Mohit Bansal poses in front of a whiteboard
photo by Jon Gardiner

Q: When you were a child, what was your response to this question: “What do you want to be when you grow up?”

A: Some strange combination of an astronaut and comic book or graphic novel artist because of my fascination with space, aliens, and spaceships — and with writing intricate fictional stories and drawing sketches of them.

Mohit Bansal poses in front of the Leaning Tower of Pisa in Italy
Bansal attempts to “save” the Leaning Tower of Pisa in Italy.

Q: Share the pivotal moment in your life that helped you choose your field of study.

A: Interesting people and projects at my undergraduate university in India and my summer internship at Cornell University got me fascinated in natural language processing systems.
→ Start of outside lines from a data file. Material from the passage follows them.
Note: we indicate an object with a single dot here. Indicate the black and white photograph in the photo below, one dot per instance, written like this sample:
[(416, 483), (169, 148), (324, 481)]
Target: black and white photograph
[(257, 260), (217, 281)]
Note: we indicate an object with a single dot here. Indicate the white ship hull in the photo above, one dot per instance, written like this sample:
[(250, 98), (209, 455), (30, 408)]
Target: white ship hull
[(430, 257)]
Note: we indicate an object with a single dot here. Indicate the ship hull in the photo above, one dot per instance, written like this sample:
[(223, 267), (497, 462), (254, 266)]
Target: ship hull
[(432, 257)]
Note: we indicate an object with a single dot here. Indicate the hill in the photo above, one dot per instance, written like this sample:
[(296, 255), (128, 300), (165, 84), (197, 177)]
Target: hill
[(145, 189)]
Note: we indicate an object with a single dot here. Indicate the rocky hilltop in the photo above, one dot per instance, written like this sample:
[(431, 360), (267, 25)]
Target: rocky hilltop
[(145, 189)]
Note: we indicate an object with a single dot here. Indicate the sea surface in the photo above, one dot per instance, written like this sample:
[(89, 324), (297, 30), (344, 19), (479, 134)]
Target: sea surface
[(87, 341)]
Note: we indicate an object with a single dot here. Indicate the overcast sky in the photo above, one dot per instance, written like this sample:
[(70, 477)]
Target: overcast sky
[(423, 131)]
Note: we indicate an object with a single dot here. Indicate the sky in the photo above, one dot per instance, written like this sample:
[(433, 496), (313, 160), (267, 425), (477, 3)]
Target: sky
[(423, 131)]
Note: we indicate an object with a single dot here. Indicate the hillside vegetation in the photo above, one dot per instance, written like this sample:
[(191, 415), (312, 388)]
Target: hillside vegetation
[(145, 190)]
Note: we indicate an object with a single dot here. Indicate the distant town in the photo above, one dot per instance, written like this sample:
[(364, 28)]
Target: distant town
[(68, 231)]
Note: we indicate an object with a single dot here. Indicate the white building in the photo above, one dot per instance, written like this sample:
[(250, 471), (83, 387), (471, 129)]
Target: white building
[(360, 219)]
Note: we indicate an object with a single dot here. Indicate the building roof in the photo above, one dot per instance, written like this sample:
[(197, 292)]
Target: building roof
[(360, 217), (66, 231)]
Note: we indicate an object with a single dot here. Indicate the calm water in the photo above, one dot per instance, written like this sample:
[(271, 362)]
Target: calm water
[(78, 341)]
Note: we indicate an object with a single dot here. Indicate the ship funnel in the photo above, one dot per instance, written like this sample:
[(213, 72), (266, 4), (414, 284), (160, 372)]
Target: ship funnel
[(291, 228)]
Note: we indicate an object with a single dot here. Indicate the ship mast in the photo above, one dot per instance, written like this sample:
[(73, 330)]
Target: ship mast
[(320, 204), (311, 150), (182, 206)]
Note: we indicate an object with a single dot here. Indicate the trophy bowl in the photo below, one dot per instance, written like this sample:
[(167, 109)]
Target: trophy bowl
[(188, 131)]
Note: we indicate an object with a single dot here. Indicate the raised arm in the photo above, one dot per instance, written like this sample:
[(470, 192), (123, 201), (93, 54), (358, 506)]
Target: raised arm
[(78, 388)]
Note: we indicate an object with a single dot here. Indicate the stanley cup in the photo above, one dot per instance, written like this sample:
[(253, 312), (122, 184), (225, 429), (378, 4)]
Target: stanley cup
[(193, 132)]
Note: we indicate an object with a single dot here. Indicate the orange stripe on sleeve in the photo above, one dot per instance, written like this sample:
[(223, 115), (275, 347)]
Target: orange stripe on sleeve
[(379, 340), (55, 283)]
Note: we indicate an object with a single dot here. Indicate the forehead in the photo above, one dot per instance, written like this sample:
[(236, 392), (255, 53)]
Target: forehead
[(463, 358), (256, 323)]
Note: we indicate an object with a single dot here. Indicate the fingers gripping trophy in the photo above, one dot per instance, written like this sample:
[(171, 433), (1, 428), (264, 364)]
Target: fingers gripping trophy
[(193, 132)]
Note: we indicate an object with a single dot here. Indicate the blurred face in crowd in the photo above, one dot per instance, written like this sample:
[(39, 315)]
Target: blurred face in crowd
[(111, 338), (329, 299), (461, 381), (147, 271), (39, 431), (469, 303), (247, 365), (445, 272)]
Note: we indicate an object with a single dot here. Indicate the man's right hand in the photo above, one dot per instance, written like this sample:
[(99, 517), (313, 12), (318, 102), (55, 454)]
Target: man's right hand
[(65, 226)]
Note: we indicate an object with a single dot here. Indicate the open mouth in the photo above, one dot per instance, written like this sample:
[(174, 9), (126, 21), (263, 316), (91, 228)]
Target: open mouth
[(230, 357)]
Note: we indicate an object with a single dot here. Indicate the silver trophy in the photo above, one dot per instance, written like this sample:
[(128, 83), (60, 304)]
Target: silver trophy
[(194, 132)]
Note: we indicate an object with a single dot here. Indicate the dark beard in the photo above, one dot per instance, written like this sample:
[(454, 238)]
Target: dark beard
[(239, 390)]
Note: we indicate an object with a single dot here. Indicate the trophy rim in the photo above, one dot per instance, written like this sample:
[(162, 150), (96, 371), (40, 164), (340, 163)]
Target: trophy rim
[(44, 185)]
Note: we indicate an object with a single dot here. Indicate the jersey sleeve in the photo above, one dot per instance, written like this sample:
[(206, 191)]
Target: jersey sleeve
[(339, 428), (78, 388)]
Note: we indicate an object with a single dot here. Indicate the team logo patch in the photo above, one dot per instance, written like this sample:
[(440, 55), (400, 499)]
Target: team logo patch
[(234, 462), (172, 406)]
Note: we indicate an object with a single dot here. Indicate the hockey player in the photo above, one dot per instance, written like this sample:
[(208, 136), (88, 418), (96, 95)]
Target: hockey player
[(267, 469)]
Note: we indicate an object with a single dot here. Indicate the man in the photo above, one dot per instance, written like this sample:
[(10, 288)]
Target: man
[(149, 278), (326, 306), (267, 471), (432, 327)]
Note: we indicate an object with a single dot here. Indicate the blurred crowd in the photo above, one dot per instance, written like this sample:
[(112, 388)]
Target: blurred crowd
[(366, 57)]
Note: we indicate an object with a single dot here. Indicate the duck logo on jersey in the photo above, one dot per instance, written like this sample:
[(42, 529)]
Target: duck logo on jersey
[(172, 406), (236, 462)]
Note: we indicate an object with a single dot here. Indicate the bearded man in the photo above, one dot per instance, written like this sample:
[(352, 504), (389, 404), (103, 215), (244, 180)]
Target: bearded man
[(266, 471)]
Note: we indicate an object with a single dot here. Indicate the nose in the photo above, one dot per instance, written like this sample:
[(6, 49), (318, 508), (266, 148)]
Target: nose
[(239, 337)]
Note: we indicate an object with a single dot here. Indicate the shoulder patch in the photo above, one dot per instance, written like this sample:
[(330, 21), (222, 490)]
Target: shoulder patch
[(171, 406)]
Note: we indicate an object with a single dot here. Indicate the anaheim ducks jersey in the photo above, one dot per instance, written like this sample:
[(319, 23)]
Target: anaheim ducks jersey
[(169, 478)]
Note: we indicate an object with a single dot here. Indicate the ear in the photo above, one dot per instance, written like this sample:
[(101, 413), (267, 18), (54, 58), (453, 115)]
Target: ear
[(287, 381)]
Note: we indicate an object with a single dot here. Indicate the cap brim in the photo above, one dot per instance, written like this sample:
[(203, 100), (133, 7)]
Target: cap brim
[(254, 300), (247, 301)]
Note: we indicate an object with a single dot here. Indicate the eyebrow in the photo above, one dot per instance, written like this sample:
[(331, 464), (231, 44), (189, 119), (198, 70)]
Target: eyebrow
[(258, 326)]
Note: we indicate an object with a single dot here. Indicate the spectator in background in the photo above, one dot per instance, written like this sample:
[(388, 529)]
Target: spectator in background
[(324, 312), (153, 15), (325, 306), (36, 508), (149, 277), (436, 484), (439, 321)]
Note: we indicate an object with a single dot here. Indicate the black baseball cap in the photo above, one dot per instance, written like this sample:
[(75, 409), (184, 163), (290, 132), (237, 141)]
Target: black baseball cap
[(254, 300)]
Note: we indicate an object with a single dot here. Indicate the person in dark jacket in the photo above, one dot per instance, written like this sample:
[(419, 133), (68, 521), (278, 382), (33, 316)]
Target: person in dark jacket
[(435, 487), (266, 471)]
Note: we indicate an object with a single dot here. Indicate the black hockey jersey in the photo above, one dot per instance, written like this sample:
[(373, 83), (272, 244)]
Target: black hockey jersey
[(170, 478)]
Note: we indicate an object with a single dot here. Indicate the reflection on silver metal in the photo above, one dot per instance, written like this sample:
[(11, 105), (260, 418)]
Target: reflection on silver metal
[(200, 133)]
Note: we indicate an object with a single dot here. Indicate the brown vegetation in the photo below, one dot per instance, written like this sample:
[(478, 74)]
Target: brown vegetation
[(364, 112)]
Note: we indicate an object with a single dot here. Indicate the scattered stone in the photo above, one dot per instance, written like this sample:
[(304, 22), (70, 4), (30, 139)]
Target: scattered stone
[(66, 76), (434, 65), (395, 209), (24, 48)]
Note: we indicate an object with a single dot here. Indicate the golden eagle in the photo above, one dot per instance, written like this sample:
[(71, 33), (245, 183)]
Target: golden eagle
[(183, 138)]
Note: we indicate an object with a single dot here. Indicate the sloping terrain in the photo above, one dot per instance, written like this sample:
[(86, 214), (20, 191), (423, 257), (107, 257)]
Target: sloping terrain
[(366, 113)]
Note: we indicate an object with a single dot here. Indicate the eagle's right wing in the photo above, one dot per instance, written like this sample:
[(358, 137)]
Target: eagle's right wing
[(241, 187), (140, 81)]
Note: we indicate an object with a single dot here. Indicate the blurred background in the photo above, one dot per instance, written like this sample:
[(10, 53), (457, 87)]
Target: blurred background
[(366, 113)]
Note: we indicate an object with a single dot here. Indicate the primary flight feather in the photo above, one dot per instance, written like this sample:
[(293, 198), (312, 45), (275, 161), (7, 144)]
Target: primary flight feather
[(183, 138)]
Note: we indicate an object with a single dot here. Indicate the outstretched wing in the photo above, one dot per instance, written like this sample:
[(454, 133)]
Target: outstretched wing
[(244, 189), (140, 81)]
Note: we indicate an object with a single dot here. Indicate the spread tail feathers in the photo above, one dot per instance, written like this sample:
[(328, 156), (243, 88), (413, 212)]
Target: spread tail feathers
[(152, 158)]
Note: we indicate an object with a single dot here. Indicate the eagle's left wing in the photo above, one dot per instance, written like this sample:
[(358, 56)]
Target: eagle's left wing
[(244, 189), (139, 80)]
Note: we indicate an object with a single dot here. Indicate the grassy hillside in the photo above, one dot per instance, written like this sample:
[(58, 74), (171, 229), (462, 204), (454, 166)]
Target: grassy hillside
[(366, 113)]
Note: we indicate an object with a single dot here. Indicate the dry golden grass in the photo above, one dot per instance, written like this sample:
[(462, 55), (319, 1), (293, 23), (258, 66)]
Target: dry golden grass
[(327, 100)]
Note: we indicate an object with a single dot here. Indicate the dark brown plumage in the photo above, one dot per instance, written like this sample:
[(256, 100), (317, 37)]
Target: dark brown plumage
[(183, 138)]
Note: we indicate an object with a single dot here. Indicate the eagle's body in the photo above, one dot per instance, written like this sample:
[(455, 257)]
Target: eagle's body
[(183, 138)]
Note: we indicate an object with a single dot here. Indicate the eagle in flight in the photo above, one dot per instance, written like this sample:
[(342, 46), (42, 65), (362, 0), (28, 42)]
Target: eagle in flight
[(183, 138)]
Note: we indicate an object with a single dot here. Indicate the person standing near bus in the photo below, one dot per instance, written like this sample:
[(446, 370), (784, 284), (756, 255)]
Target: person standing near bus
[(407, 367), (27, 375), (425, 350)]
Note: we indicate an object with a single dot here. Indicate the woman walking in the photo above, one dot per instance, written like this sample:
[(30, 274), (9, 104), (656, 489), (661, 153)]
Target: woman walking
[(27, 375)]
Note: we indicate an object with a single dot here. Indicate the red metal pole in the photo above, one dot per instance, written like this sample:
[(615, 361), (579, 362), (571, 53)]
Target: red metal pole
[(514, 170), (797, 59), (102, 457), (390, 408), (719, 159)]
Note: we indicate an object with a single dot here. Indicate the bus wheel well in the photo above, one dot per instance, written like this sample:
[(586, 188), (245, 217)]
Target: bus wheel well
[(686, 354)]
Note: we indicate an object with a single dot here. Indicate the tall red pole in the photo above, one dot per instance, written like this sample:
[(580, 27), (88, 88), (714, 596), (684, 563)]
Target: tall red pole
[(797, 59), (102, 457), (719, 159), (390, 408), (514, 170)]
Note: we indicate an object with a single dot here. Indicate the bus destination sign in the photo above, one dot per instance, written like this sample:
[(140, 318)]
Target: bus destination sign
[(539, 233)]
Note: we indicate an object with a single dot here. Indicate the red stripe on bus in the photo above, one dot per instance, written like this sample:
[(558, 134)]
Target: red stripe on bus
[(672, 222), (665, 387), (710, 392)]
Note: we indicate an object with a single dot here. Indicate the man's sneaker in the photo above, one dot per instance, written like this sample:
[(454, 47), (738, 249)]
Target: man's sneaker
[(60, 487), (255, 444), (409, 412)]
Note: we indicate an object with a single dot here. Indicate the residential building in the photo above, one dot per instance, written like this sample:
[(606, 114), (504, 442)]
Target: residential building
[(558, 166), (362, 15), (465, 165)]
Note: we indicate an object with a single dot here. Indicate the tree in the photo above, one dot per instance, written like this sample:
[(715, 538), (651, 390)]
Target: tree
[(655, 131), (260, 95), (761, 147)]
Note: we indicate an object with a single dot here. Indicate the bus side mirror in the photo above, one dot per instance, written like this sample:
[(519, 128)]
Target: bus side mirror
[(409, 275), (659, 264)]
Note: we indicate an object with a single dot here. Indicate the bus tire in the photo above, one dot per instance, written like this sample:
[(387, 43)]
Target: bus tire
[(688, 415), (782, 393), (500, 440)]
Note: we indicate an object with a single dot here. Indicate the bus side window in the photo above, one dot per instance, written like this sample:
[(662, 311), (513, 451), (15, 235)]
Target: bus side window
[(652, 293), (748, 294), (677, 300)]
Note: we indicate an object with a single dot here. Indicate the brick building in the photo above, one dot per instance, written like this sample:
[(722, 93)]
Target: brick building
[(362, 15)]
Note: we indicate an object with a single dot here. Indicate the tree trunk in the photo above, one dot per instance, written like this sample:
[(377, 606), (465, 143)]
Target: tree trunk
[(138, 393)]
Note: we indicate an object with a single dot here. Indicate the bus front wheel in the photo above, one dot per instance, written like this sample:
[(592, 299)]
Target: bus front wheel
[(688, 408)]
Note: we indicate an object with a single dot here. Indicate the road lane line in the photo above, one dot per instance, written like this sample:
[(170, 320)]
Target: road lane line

NLP systems can automatically summarize long documents, generate responses to a conversation, or answer questions about images and videos. I was especially drawn to their immense potential for social impact through human-robot collaboration, disability assistance, intelligent tutoring, and hate speech and fake news detection.

Q: Tell us about a time you encountered a tricky problem. How did you handle it and what did you learn from it?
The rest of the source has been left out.